Hot weather and an office job means one thing: excess BO.
In this heat, even something as sedentary as sitting at your desk will have you sweating buckets, and in turn, feeling the need to top up on deodorant a little more.
Look, no one can help having a little more body odour than usual in the summer months, but that doesn’t make it any less pleasant – particularly if you’re within close vicinity to someone who has it particularly bad.
And while it can be uncomfortable to be around someone who smells bad, is it ever a good idea to say anything?
According to Liz Villani, Founder of BeYourselfAtWork, the answer to that question is a hard no.
‘It’s going to be innately awkward to mention someone’s odour as it’s a deeply personal issue, much like criticising someone’s outfit choices or haircut,’ she tells Metro.co.uk.
‘It’s possible they’ll feel undermined and there could be long lasting consequences for their morale and confidence.’
It’s true: it’s probably best to just grit your teeth and spare your colleague a few weeks of crippling embarrassment.

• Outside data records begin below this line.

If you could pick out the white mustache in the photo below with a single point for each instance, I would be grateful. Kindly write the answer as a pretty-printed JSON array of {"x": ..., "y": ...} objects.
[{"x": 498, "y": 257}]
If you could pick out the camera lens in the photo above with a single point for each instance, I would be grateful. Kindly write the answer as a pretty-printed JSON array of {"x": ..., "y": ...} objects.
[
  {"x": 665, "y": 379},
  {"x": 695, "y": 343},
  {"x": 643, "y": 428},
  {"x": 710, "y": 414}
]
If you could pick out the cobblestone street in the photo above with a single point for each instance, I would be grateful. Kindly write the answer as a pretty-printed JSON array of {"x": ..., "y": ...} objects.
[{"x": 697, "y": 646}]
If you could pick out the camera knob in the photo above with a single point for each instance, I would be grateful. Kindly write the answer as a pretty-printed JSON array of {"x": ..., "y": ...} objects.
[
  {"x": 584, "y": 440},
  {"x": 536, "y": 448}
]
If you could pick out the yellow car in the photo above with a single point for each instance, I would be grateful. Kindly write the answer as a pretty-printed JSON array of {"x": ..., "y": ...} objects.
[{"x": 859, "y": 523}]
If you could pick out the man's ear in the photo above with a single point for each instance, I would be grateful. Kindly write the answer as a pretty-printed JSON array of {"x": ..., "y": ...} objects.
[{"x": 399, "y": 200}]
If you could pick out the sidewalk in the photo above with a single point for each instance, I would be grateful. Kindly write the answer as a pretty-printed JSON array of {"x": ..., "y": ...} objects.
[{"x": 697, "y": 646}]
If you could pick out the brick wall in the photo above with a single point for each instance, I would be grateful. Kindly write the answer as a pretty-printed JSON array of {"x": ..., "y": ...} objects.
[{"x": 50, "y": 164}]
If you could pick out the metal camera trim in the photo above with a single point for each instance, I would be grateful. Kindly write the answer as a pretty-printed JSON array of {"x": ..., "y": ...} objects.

That said, Liz does think something should be said if someone’s BO is having a genuinely negative impact on their work.
‘You should only say something if the odour is causing negative externalities,’ she says.
‘So if it is having an impact in some way on the organisation or your business outcomes, like if the person is in a sales role, then it could well be that their sales success may be affected.’
However, if they work internally and don’t interact with customers, she says, let them be.
‘There’s no point raising such a sensitive issue for the sake of it, so try and consider if the problem is as big as you think.’
If you’ve thought long and hard and still think it’s worth bringing up, Liz says the conversation should come from a manager not a colleague, and if you have to be the one to say something, do so with authenticity and integrity.
‘Be yourself, don’t lean into a ‘management’ or ‘professional’ persona in terms of formality, be human and talk to them because you care,’ she says.
‘Whatever the situation, adding empathy and privacy to the difficult discussions is enormously important.’